3. Extreme Vehicle Protection
When the flood waters are rising, threatening your every possession, what are you to do? The answer, according to Kenny Lerner and Matthew Harris, is to drive your car into a plastic baggie, and then zip up the back to protect it from flooding. That's Extreme Vehicle Protection in a nutshell -- or, as Mark Cuban puts it, a "car condom." He's not incorrect.
It's a noble idea behind EVP, as Kenny and Matthew call it, but there's a couple of issues. First, they have insignificant sales. Second, as Robert correctly points out, most consumers are unlikely to think about buying a product they will need only in the case of extreme emergencies. Mark and Lori are similarly unimpressed, but Kevin spies the opportunity for a licensing deal: he'll give Kenny and Matthew the $50,000 they want, but only if they give him a $30 royalty on every unit they ever sell.
This would be a remarkably stupid deal, and Kenny and Matthew are wise to resist it, especially when Kevin realizes that he may be asking too much and amends his offer to end the royalty after he quadruples his investment. But the Shark who really acts like a jerk here is Daymond -- my favorite Shark! -- who offers $50,000, but wants a third of the company. Nothing wrong with that. But when Kenny asks what Daymond's marketing plan would be for EVP, Daymond acts like he's been mortally insulted. That's...less good. Oh, I apologize, Guy Who Wants A Third of My Business. I hadn't realized that asking exactly what you expected in return for your investment was such an act of impertinence. Kenny and Matthew aren't as put off by Daymond's fainting couch routine as I am, and they end up taking the deal. Anything's better than doing business with Kevin, I guess.
2. Gladiator Lacrosse
Rachel Zietz is fifteen years old and has accomplished more in her life than anyone reading this ever will. In addition to her schooling and captaincy of the lacrosse team, she's also built a thriving business specializing in durable-yet-affordable lacrosse equipment. She's racked up $300,000 in sales since 2014, which is impressive when you're fielding calls from customers on your way to homeroom. She also has a vision for what she wants to do with the $100,000 she hopes a Shark will give her, including boosting her online and retail distribution, building up a sales team, and expanding her product line.
So naturally the Sharks treat her like she's running a really effective corner lemonade stand.
Look, I get that there are issues with investing in a business run by a fifteen-year-old, not the least of which is, how are we supposed to grow this business when you've got a paper on Catcher In The Rye due Thursday? But Christ, the Sharks do everything short of walking up to Rachel and patting her on the head. Who's got a good business? You've got a good business! Lori's "You inspire me" platitudes are particularly grating. Yeah, maybe use that inspiration to write out a check, Lori.
Anyhow, Rachel is great, and all the Sharks are awful.
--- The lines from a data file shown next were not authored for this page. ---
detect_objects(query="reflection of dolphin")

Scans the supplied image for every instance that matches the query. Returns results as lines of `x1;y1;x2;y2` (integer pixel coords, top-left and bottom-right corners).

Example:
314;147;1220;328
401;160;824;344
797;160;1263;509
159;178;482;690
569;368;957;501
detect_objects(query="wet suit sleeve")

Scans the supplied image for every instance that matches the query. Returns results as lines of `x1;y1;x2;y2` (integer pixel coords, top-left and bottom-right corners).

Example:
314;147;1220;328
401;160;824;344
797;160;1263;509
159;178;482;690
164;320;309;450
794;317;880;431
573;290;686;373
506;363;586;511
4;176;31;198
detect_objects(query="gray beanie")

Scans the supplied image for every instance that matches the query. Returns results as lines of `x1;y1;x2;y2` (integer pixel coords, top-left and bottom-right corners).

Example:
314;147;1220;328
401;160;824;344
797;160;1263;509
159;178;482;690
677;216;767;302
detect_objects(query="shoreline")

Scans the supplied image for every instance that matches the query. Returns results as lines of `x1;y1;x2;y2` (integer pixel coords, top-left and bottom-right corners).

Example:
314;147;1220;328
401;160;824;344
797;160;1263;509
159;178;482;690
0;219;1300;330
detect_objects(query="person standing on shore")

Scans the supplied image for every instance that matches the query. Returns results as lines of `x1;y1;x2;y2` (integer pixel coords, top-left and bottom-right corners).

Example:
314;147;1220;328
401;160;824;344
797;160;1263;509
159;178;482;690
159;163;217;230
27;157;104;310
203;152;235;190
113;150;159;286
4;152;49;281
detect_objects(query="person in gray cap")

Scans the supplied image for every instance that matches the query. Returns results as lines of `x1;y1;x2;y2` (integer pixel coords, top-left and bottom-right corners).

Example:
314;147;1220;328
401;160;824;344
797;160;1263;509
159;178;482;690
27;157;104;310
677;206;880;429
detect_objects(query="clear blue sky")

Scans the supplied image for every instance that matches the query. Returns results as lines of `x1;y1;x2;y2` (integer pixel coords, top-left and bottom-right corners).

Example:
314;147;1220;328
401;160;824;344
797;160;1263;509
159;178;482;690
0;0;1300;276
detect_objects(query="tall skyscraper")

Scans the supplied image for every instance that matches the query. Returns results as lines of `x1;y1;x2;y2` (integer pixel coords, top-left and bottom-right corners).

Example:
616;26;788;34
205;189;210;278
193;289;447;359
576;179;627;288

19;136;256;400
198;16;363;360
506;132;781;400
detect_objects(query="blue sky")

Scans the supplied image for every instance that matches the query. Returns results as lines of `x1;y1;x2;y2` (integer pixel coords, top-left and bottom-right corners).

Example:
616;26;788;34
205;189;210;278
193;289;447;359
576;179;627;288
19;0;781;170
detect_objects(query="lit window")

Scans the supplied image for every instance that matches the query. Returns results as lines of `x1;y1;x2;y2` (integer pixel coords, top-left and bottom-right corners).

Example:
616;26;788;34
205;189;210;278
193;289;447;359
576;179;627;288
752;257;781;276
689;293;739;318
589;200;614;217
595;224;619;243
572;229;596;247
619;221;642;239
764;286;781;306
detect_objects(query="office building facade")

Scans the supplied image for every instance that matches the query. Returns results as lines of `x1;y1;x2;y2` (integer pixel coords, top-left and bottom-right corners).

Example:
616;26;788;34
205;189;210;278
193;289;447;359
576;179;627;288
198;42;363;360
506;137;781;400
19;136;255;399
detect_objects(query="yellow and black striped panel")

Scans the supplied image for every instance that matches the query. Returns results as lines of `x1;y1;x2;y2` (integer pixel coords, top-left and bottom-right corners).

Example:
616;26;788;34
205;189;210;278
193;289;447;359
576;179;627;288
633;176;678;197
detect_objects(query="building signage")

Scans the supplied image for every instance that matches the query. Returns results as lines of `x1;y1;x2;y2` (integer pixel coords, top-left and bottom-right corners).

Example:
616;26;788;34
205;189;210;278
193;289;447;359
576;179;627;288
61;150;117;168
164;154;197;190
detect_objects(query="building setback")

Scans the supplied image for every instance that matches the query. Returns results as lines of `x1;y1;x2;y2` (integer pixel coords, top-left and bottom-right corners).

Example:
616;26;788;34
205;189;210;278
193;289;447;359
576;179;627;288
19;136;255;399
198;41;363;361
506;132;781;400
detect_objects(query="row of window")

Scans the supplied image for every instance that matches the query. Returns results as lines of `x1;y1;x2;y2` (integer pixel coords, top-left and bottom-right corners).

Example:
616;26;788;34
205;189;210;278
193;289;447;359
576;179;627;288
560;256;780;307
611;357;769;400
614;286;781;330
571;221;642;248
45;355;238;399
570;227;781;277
This is one of those updates about a company that appeared on Shark Tank long before recorded history (i.e. when I wasn't writing about it). It will shock you to learn that once they faced challenges, but now are doing quite well for themselves. That's not the interesting part.
No, MistoBox is featured here because on these flashback segments a Shark normally can be bothered to show up at company headquarters to offer a hearty handshake to the happy entrepreneurs. At the very least, he or she can cut a promo talking about how chuffed he or she is to watch this incredible turnaround.
Ah, but this is Mark Cuban, who apparently can only be bothered to participate in these segments at point of bayonet. Rarely can ol' Cubes rouse himself from his basketball pleasure palace to film a Where Are They Now segment; most of the time, he Skypes in to offer a few wise words or at least a dramatic reading from The Fountainhead. With MistoBox, though, Mark can only muster a phone call on speaker.